Rock bottom was achieved in the 1980s when the civil-rights establishment made common cause with conservative Republicans-including some who shamelessly led the charge against Guinier-to deface the Voting Rights Act of 1965, one of the triumphs of the movement, by amending it to allow racial gerrymandering (which is why Guinier’s supporters could claim that she was on the same side as the Reagan-Bush Justice departments). This profoundly un-American deal has led to the creation of more minority districts in urban areas, but also to more predominantly white districts in the suburbs; in 1990, fewer white politicians are forced to consider the needs of black constituents than in 1980, and vice versa. Indeed, there are those-apparently including Guinier-who believe that black politicians who seek white votes dilute themselves, are not quite “authentic.” It is part of the saddest of civil-rights trends: the voluntary resegregating of America. It has led, as race-based remedies usually do, to greater polarization.
Whose center? And Guinier’s remedy for the increased polarization? Even more extreme race-based gimmicks, like the notion of a “minority veto” and other measures to ensure “roughly equal outcomes.” Which is where Bill Clinton had to part company. It was a matter of principle, he said-pained, but plain-spoken, for once, announcing the end of the Guinier debacle. It wasn’t about the political center but about his center-a transparent attempt to confront the growing suspicions that he was without one.
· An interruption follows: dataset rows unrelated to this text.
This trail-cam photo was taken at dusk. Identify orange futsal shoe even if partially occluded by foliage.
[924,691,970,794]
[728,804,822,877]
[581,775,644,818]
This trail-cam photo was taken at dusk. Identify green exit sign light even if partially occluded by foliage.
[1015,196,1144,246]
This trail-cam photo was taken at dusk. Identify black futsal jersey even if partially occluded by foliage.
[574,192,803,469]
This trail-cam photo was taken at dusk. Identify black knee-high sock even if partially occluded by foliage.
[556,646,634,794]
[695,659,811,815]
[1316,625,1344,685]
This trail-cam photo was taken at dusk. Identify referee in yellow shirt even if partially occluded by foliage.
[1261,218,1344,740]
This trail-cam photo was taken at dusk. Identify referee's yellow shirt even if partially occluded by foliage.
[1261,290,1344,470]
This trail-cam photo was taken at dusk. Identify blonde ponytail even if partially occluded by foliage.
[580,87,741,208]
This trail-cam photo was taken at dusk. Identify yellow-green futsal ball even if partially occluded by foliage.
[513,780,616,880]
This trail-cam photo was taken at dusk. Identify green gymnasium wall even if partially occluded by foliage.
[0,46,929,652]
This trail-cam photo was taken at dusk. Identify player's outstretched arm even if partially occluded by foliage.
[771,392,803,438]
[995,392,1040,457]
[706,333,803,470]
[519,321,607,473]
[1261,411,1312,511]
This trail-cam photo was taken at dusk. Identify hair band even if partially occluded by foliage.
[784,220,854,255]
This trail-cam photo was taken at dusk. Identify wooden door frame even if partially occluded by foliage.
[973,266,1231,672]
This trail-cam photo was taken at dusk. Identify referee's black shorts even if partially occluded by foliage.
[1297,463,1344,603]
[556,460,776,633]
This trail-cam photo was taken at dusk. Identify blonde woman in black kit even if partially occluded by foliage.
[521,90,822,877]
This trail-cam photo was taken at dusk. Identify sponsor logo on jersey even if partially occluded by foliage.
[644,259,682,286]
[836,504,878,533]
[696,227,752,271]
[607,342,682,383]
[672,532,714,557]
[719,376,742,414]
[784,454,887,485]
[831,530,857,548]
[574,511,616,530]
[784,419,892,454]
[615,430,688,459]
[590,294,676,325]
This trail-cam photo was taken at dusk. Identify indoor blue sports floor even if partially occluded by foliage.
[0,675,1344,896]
It still isn’t quite clear. Bill Clinton, at his best during the campaign, was able to make points of agreement, between factions as disparate as the civil-rights establishment and the “new” Democrats, seem more vital than the areas of dispute. That was a candidate’s skill; leadership requires others-the ability to decide, to disappoint friends, to draw lines. The open question about the Guinier decision is whether it was a matter of principle, or merely politics; whether Clinton-finally-drew a line, or simply called another retreat; whether it was the continuation of a perpetual candidacy or the beginning of a real presidency.